Avoidance of non-strict saddle points by blow-up
El Mehdi Achour, Umberto L. Hryniewicz, Michael Westdickenberg
TL;DR
The paper addresses the problem of gradient-flow trajectories avoiding nonstrict saddle points in nonconvex optimization. It introduces a blow-up technique that nonlinearly rescales the gradient near a saddle, lifting the local geometry to a blown-up sphere and enabling a center-stable manifold analysis. By analyzing the blown-up vector field and its spectrum, it derives conditions under which almost all trajectories avoid convergence to the saddle, with a measure-zero stable set. An explicit example illustrates the method, and the framework can be iterated for finer tests when initial tests are inconclusive. Overall, the approach provides concrete criteria and a structural, geometric understanding of gradient-flow avoidance in degenerate settings, with potential implications for optimization dynamics in high dimensions.
Abstract
It is an old idea to use gradient flows or time-discretized variants thereof as methods for solving minimization problems.
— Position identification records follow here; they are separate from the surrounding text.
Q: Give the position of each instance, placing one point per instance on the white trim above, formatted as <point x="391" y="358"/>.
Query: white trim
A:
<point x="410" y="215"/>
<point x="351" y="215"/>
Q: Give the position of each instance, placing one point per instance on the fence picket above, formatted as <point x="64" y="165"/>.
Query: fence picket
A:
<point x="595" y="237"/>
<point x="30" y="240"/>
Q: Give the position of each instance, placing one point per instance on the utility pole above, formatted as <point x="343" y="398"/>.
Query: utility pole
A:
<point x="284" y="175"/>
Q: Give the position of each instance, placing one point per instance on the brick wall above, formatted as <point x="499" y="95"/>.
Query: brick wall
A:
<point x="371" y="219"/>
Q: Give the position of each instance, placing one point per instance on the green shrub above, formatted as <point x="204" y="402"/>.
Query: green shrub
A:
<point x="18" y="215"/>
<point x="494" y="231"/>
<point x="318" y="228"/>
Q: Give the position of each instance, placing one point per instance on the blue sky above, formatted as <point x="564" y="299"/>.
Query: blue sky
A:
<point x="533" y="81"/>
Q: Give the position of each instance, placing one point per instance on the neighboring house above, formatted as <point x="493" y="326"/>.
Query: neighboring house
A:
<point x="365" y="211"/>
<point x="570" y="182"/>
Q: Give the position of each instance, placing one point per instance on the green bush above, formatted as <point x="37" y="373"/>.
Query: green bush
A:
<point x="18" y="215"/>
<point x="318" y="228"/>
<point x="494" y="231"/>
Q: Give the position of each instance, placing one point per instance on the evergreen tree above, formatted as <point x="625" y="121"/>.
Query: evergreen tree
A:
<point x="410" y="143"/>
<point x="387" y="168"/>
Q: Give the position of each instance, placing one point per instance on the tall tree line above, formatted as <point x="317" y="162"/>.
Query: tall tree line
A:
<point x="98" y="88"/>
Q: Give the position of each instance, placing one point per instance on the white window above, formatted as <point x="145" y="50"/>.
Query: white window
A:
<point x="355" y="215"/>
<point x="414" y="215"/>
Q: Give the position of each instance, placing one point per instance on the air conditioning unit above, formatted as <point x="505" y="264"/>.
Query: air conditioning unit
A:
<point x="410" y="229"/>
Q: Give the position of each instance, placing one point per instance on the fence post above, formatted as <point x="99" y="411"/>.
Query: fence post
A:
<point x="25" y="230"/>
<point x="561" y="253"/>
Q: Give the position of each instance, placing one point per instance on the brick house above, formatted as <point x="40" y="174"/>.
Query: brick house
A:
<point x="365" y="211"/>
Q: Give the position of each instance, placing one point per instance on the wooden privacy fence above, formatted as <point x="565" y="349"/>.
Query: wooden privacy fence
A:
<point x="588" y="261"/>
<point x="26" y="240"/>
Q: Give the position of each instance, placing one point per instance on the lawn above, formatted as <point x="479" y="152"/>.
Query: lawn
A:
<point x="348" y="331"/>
In some applications, for example in machine learning contexts, it is important to know that for generic initial data, gradient flow trajectories do not get stuck at saddle points. There are classical results concerned with the nondegenerate situation. But if the Hessian of the objective function has a nontrivial kernel at the critical point, then these results are inconclusive. In this paper, we show how relevant information can be extracted by ``blowing up'' the objective function around the non-strict saddle point, i.e., by a suitable nonlinear rescaling that makes the higher order geometry visible. Then the center-stable manifold theorem of dynamical system theory can be applied.